If movq is better than movlpd, then this is a missed optimization.

Quuxplusone commented 15 years ago

In the short term, it seems best to just remove 'x86_sse2_storel_dq' from instcombine. Evan, what do you think?

Quuxplusone commented 15 years ago

(In reply to comment #4)
> It should probably be the second one, as the first one generates really bad
> code.

Doesn't the second one run into issues with SNans?  Or are we assuming that the
extracted double never touches the 387 unit?
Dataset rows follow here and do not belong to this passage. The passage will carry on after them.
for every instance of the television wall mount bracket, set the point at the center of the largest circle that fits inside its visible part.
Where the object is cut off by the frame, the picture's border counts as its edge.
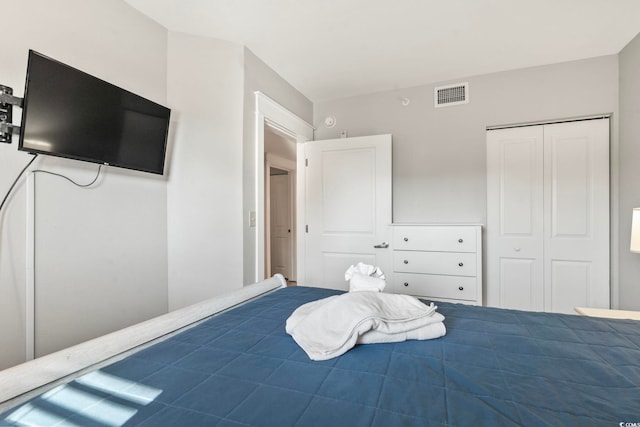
(7, 101)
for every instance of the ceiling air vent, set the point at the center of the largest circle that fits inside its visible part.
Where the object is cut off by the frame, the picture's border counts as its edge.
(455, 94)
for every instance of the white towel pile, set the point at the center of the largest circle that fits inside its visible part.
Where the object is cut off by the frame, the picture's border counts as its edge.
(365, 277)
(331, 326)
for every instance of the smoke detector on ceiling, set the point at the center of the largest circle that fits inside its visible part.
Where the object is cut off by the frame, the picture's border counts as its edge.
(455, 94)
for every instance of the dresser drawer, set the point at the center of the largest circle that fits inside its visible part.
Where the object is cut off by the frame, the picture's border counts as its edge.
(434, 286)
(450, 263)
(434, 238)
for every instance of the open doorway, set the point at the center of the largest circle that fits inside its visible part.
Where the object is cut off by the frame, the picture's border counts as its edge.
(280, 202)
(270, 113)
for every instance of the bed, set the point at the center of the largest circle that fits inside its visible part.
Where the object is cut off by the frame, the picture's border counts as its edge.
(493, 367)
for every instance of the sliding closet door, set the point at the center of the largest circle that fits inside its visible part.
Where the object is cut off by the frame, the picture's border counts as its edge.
(515, 218)
(576, 251)
(548, 216)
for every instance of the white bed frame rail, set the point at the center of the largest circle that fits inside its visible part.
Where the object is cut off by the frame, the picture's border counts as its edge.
(19, 382)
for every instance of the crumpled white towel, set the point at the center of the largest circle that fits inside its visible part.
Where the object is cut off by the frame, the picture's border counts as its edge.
(365, 277)
(360, 282)
(331, 326)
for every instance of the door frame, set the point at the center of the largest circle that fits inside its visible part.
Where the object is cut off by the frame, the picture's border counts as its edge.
(271, 113)
(290, 166)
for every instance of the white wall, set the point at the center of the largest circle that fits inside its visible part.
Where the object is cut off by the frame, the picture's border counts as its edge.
(439, 154)
(629, 171)
(101, 253)
(205, 91)
(259, 77)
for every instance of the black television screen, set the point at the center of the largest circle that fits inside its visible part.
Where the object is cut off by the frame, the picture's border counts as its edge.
(69, 113)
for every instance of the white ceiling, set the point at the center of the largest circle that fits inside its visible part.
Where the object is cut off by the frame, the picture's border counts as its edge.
(338, 48)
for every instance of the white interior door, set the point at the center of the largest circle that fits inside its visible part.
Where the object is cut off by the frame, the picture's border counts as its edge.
(548, 216)
(348, 208)
(515, 218)
(280, 217)
(576, 252)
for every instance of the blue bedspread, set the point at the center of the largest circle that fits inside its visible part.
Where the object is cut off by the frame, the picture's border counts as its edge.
(494, 367)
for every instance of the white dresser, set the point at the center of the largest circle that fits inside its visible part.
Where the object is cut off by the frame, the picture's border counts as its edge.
(438, 262)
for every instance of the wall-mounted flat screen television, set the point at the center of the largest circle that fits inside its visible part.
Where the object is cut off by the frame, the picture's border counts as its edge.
(72, 114)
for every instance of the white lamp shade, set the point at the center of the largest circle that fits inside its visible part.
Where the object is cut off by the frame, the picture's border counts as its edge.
(635, 231)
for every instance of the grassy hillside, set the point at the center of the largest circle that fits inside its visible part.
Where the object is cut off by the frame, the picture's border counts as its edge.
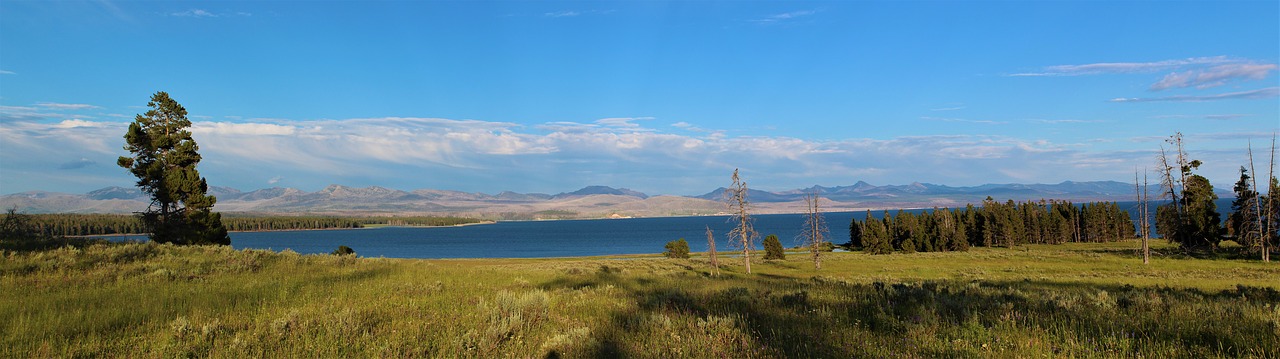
(142, 300)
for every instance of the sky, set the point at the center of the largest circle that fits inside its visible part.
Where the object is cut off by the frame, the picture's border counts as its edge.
(657, 96)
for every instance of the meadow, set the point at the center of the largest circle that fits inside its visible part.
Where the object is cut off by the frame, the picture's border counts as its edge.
(1083, 300)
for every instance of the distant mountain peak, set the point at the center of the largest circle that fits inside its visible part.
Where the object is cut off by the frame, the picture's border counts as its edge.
(603, 190)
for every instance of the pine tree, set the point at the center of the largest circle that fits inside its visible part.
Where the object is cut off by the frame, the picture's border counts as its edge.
(164, 160)
(773, 249)
(876, 236)
(744, 233)
(1243, 221)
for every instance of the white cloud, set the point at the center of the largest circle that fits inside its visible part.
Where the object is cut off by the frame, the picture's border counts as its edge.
(964, 121)
(576, 13)
(784, 17)
(562, 14)
(1068, 121)
(65, 107)
(1214, 76)
(228, 128)
(1270, 92)
(1100, 68)
(1233, 116)
(193, 13)
(432, 153)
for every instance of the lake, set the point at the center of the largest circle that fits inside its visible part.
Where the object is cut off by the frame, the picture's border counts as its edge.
(536, 239)
(547, 239)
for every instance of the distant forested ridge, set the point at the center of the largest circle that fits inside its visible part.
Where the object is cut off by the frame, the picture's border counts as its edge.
(991, 225)
(95, 225)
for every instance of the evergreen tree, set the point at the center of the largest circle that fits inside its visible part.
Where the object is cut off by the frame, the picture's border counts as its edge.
(773, 248)
(1243, 221)
(164, 160)
(876, 236)
(855, 235)
(1203, 222)
(677, 249)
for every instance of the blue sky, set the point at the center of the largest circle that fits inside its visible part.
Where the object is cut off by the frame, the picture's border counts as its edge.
(664, 98)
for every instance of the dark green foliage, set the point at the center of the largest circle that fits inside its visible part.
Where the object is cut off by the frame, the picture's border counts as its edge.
(855, 235)
(1242, 223)
(343, 250)
(164, 158)
(677, 249)
(773, 249)
(1272, 225)
(876, 236)
(995, 225)
(1202, 218)
(17, 231)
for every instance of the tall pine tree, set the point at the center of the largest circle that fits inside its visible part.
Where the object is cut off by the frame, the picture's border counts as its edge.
(164, 159)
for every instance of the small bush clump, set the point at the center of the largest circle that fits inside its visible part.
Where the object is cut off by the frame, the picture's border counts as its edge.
(773, 249)
(677, 249)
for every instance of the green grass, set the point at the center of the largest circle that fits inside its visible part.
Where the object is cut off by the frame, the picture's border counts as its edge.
(144, 300)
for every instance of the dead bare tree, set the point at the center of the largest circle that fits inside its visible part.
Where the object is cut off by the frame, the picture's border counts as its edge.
(1269, 230)
(1169, 190)
(744, 232)
(814, 232)
(1257, 207)
(711, 251)
(1143, 216)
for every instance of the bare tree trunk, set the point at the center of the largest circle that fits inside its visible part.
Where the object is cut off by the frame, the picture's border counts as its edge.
(1168, 182)
(711, 251)
(814, 228)
(1270, 228)
(744, 232)
(1257, 209)
(1144, 227)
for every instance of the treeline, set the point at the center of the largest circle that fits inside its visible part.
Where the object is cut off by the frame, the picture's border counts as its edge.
(991, 225)
(96, 225)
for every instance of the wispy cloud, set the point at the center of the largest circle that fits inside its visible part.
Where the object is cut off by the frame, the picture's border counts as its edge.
(67, 107)
(964, 119)
(202, 13)
(1193, 72)
(785, 17)
(1270, 92)
(193, 13)
(1234, 116)
(1214, 76)
(1068, 121)
(77, 164)
(576, 13)
(484, 155)
(1100, 68)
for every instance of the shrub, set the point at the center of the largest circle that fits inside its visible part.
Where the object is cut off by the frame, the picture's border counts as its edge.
(677, 249)
(343, 250)
(773, 248)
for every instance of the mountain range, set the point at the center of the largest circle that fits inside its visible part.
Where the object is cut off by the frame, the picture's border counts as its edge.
(592, 201)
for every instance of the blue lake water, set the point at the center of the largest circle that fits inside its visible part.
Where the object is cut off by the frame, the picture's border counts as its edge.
(545, 239)
(535, 239)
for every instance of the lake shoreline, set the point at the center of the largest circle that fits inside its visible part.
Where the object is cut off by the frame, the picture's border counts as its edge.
(306, 230)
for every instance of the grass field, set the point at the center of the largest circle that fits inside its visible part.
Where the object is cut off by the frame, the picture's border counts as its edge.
(144, 300)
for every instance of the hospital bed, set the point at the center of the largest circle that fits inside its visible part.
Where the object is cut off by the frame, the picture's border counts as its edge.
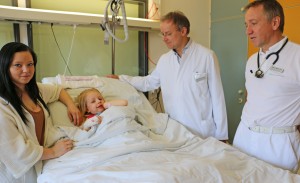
(137, 144)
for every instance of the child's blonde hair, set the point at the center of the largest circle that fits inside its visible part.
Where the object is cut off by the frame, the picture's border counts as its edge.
(81, 99)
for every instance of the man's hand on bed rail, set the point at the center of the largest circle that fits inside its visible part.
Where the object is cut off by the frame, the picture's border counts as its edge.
(112, 76)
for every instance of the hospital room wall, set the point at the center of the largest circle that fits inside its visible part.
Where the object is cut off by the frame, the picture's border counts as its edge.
(198, 12)
(6, 28)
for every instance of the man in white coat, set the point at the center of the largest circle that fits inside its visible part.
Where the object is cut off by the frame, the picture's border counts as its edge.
(271, 115)
(190, 81)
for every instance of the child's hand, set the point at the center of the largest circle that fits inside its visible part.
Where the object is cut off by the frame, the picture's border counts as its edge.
(107, 105)
(91, 122)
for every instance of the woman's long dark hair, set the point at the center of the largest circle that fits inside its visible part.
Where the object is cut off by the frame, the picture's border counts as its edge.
(8, 90)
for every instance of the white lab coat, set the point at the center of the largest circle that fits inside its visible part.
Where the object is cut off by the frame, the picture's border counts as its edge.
(272, 101)
(20, 152)
(192, 90)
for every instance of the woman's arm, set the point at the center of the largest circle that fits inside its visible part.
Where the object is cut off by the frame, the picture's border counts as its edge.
(73, 111)
(60, 148)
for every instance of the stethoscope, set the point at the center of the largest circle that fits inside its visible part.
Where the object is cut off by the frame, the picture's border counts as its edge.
(259, 73)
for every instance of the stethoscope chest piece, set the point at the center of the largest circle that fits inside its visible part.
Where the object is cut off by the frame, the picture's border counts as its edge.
(259, 73)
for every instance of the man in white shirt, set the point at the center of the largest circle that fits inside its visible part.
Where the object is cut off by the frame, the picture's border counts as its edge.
(271, 115)
(190, 81)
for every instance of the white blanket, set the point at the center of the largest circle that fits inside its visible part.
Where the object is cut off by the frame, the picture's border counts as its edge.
(140, 146)
(136, 144)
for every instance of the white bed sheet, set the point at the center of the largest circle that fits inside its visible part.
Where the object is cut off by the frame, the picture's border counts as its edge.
(159, 150)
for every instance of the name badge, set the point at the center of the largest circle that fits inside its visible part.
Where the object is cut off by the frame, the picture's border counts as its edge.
(277, 69)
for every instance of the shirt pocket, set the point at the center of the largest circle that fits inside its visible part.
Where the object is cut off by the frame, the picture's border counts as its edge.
(200, 80)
Quuxplusone commented 15 years ago

AFAIK movlpd is at least as fast as movq. Also, it's not really extracting a double, it's really just storing the lower 64-bits of the XMM register.

Quuxplusone commented 15 years ago

This is fixed.
http://lists.cs.uiuc.edu/pipermail/llvm-commits/Week-of-Mon-20080714/065092.html

It now compiles to:
_x:
        movq    %xmm0, _G
        ret